I found  only one issue with the service. While I was using the mobile system I could not figure out how to delete a messed up item. I had to go to my laptop and redo my order, this isn’t a huge deal but with mobile being so prevalent it’s something that should be fixed or made simpler. If I’m missing something really blatant about this let me know. 

Where's the delete?

Where's the delete?

Although it has some extremely small quirks OSPL is still super easy. 4.5/5

Timeliness

I sent out my film on October 24th and received my scans on October 31st and the negatives came on November 3rd. That’s one week for scans and 10 days for negatives to get back to you. That’s pretty darn fast, I bet the biggest driver of time is how long it takes the film to ship to them in NH. 

Not sure how they can make it faster and still be economical  5/5

Quality of Scans

Scan quality was great. I had sent 120 film and went with regular scan quality. They were sized at 2416x2380 and I really liked how the they handled my scans. The images were scanned to allow the customer to choose the final look of the image and OSPL were restrained when it came to contrast adjustment and saturation. This approach is really what I’m looking for in a scanning service that are not super familiar with what I like to do with my images. 

To get your scans back you are emailed a link to their website with a password.
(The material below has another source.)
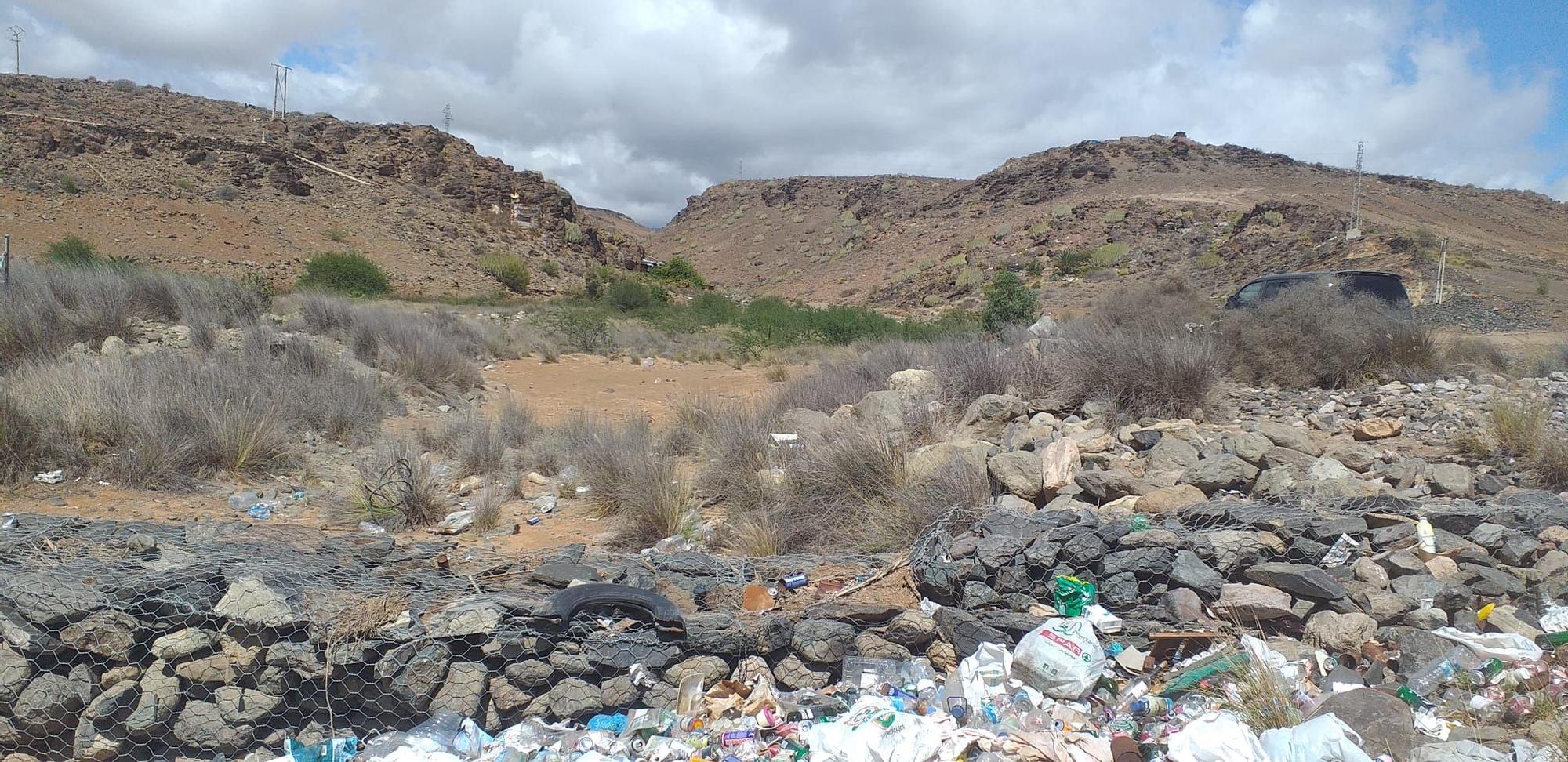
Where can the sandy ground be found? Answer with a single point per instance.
(617, 388)
(554, 390)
I’m used to having a dropbox link emailed to me and adding the folder to my account but I’ve filled up my dropbox doing this pretty quickly.

Using the secondary website was easy but I didn’t like that in order to download the images on the website required a zip file to be sent to you. I’m not opening that at work. To get around this they offer an app in which you can download the images directly which really is the best of both worlds. I’m not a huge fan of downloading another app but if you use OSPL a lot it is a lifesaver and very smart move on their part. 

5/5

Customer Service

I didn’t have any issues with my order so I didn’t need to call them, which in reality can be the best customer service. When I got my negatives back in the mail they included a hand written thank you card and some complimentary prints. While these things don’t cost a lot they didn’t need to either. I’ve heard other people getting candy back with their negatives and weird requests for the film canisters as well. 
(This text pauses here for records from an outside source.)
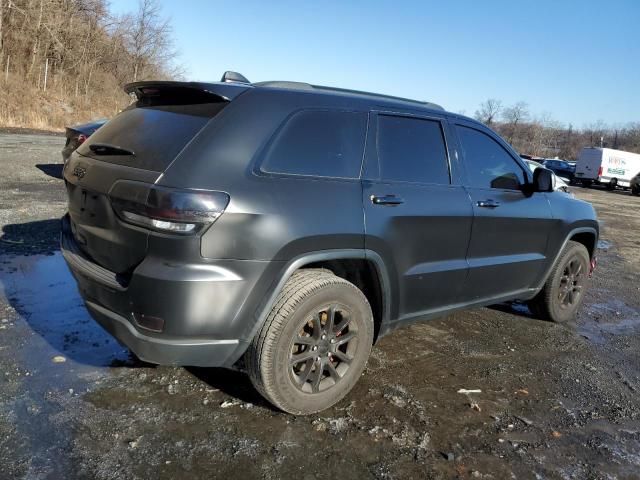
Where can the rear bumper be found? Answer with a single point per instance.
(192, 352)
(207, 309)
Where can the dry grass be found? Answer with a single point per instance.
(25, 106)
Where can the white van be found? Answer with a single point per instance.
(606, 166)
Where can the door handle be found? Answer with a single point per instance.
(386, 200)
(488, 203)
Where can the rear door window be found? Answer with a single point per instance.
(319, 143)
(412, 150)
(487, 163)
(155, 134)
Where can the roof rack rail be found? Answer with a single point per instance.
(308, 86)
(230, 76)
(285, 84)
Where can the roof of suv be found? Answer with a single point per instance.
(233, 84)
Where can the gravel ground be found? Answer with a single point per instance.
(554, 402)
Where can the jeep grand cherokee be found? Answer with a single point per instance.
(285, 226)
Another part of customer service is servicing the community that supports you. Check out this exchange with Jon. OSPL knows their position in the community and that they can really help people out when they have problems. It doesn’t take a lot of time or money but this type of care really shows. 

jon_wilkening_on_Twitter___Hey__OldSchoolLab__I_developed_3_rolls_of_Ektar_this_morning_and_they_came_out_blank_and_bright_pink__Are_the_chemicals_spent__.png

They go above and beyond 5/5

Value 

One roll of 120 film cost me $16.00 and was shipped free both ways. If I was to ship it on my own it would cost about $6, I’m pretty sure OSPL get’s some type of break but that’s about $10 for development and a total steal. 
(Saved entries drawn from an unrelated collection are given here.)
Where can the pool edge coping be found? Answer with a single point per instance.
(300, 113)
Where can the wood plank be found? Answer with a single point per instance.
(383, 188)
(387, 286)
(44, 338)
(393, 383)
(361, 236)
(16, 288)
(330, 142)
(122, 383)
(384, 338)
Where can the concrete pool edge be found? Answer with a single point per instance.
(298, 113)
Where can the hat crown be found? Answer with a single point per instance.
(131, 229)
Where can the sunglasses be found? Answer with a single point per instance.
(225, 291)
Not sure how much lower you're expecting. 5/5

Overall

I couldn’t be more happy with the service and only really had some minor issues with the ordering process which I think could be easily fixed. I probably should keep this review just to the service they provided me but their impact on the community shouldn’t be under emphasized. They care about the community that they serve and when do that you help people who may never spend a dollar with you. That’s paying it forward.